Plus nous nous rapprochons du Cap Vert, plus l’eau se réchauffe. Dimanche 19 décembre, pendant les relevés scientifiques qui ralentissent le bateau, Pierre-Alexandre, Thibault, Temanu et Antoine se jettent à l’eau. L’eau est à 25,5° : c’est une véritable partie de plaisir. Mêlant l’utile à l’agréable nous en profitons pour nous défouler dans l’eau et se laver. La fin des relevés sonne la fin de la baignade et nous remontons à bord heureux de ce premier bain en eaux chaudes, le premier d’une longue série jusqu’aux Antilles.

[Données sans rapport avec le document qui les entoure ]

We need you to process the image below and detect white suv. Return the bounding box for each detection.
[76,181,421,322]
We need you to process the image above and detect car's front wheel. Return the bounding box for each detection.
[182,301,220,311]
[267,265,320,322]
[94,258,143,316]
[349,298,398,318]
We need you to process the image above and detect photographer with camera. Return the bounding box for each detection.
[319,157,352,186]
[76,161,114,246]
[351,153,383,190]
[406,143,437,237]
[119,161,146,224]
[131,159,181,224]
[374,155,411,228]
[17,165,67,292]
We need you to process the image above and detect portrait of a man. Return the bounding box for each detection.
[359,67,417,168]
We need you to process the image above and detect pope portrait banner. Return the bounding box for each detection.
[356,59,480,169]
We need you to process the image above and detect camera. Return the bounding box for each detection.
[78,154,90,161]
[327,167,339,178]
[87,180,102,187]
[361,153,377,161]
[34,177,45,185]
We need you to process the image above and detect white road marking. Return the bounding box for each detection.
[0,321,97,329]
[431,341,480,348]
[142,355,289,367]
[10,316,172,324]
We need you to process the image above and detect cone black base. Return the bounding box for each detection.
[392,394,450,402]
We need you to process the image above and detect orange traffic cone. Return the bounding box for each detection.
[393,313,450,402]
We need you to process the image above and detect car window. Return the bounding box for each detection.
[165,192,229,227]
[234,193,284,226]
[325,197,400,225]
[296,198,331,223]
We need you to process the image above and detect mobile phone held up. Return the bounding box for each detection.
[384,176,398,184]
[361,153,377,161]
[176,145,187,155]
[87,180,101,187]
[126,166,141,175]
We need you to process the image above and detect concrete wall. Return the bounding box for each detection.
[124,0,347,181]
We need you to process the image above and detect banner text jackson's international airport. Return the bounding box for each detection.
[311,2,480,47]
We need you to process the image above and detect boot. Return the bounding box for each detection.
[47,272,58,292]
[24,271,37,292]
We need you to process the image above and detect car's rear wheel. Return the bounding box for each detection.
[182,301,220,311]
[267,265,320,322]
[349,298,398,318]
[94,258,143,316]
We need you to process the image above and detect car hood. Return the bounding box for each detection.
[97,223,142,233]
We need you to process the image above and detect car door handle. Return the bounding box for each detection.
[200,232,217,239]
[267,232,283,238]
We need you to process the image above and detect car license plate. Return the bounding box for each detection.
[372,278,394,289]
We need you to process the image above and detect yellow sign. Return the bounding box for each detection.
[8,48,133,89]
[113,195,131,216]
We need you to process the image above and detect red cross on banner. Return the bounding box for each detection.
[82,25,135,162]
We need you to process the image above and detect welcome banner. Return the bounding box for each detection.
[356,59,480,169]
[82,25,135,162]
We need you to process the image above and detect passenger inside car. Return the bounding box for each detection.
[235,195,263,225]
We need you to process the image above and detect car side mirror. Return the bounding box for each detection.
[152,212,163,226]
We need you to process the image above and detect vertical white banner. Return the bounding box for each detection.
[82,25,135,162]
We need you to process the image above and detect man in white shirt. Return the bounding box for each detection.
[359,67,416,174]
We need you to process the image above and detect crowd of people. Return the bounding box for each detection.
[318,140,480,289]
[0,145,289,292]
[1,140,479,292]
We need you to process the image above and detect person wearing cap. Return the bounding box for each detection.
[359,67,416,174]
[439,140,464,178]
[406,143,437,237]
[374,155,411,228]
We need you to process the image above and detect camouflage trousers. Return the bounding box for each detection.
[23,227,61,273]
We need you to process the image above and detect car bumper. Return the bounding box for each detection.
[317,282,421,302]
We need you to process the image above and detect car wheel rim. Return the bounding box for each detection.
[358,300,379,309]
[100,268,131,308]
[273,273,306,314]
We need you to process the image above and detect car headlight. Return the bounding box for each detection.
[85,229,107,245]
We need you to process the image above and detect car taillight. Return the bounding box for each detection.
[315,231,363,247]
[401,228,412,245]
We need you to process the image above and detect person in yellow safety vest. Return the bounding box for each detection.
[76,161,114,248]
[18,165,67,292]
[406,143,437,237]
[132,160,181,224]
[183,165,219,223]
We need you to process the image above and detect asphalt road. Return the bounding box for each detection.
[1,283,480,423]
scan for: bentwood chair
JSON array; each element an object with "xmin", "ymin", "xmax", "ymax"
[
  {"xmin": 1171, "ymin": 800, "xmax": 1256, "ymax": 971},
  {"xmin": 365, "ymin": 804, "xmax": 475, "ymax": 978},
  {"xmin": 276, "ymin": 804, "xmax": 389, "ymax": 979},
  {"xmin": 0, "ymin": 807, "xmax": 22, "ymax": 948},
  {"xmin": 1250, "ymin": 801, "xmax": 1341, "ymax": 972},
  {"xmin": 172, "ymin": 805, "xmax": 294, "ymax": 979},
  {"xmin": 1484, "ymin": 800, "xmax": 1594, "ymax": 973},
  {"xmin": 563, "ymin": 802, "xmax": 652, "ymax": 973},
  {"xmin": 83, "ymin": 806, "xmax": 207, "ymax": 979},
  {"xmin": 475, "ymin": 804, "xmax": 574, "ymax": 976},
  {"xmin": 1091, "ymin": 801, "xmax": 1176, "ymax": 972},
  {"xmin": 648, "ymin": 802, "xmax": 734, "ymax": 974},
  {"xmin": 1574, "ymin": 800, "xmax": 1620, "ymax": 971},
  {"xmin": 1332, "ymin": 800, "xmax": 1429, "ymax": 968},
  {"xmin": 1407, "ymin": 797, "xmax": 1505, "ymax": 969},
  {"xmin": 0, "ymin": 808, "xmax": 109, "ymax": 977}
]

Lundi matin, pour la première fois depuis 8 jours nous apercevons la terre. C’est le début de l’archipel du Cap Vert. La traversée s’est très bien passée, pas de casse humaine, peu de casse matérielle. Des souvenirs plein la tête et des fous rires à se faire mal au ventre. Nous avons passé 8 jours de rêves hors du temps. Nous filons vers une des îles les plus au sud pour la capitale de ce pays : Praia. Le soleil se cache toujours derrière les nuages, heureusement il fait bon et le vent souffle. Nous croisons aussi nos premiers bateaux, des pêcheurs embarqués sur des petits barques qui tanguent fortement. Ils ont l’air d’avoir l’estomac bien accroché les locaux ! C’est de Praia que repartirons Philippe et Antoine direction la France. Mais c’est surtout là-bas que nous attend depuis hier soir, Gauthier. Fort de la fin de ces études il rejoint l’équipage auquel il aura bien manqué.

D’ici quatre heures les retrouvailles seront consommées, les hommes se tomberont dans les bras et l’équipage, enfin, sera au complet.